コンパクトSSサイズ(小型機・1泊向け)

3辺合計100cm前後に収まるひとまわり小さいSSサイズ。小型機(プロペラ機)の基準にも対応しやすく、1泊の出張や身軽な旅にうってつけです。「大は小を兼ねる」とは限らず、必要十分な小ささが機動力を生むという考え方。地方路線や離島路線をよく使う人にとって、サイズで悩まされにくい安心感があります。

購入前チェックリスト
  • 利用予定の航空会社のサイズ・重量規定を確認したか
  • 表記は本体寸法か、キャスター込みの外寸
  • 小型機・LCCを含む旅程ではないか
  • 旅行日数に対して容量は適切か
  • 本体重量に荷物を足して制限内に収まる

パッキングのコツでサイズを活かす

同じキャリーでも、詰め方しだいで体感容量は変わります。衣類はくるくる丸めると隙間が減り、圧縮袋を使えばかさばるアウターもコンパクトに。重い物はキャスター側(下)に寄せると重心が安定し、走行が楽になります。フロントオープンのモデルなら、よく使う物を前面ポケットにまとめておくと、移動中の出し入れがスムーズです。
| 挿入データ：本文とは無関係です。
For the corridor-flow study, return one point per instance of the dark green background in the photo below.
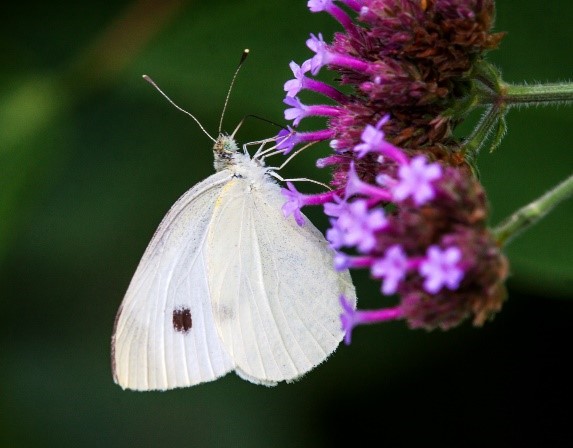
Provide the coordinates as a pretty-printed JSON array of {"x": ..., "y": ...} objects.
[{"x": 90, "y": 160}]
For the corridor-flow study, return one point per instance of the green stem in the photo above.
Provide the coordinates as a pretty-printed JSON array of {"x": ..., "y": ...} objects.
[
  {"x": 526, "y": 216},
  {"x": 512, "y": 95}
]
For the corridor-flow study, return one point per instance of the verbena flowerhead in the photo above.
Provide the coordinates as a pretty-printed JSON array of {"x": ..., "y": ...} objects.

軽量化のヒント:液体物やかさばる日用品は現地調達に回すと、その分だけ重量とスペースに余裕が生まれます。帰りのお土産用に、最初から少し空きを残しておくのも賢い使い方です。

まとめ

キャリーケースの機内持ち込みは、「3辺合計115cm・10kg」という基本を押さえつつ、小型機やLCCの一段厳しい基準まで視野に入れて選ぶのがポイントです。寸法はキャスター込みの外寸で見られること、LCCでは重量で止められやすいことを意識すれば、当日の「持ち込めない」を避けられます。容量は旅行日数に合わせ、軽さ・静音性・開閉方式を自分の旅スタイルで優先順位づけすれば、長く付き合える1台に出会えます。

キャリー機内持ち込みサイズの早見表と選び方をまとめました

大型機は3辺合計115cm・10kg、小型機は100cm、LCCは7kgが目安。サイズは外寸で確認し、容量は泊数で、軽さと静音キャスターは快適さで選ぶ——この流れを覚えておけば、機内持ち込み用キャリー選びはぐっとシンプルになります。次の旅では、自分の路線と荷物量に合った一台で、身軽で気持ちのよい移動を楽しんでください。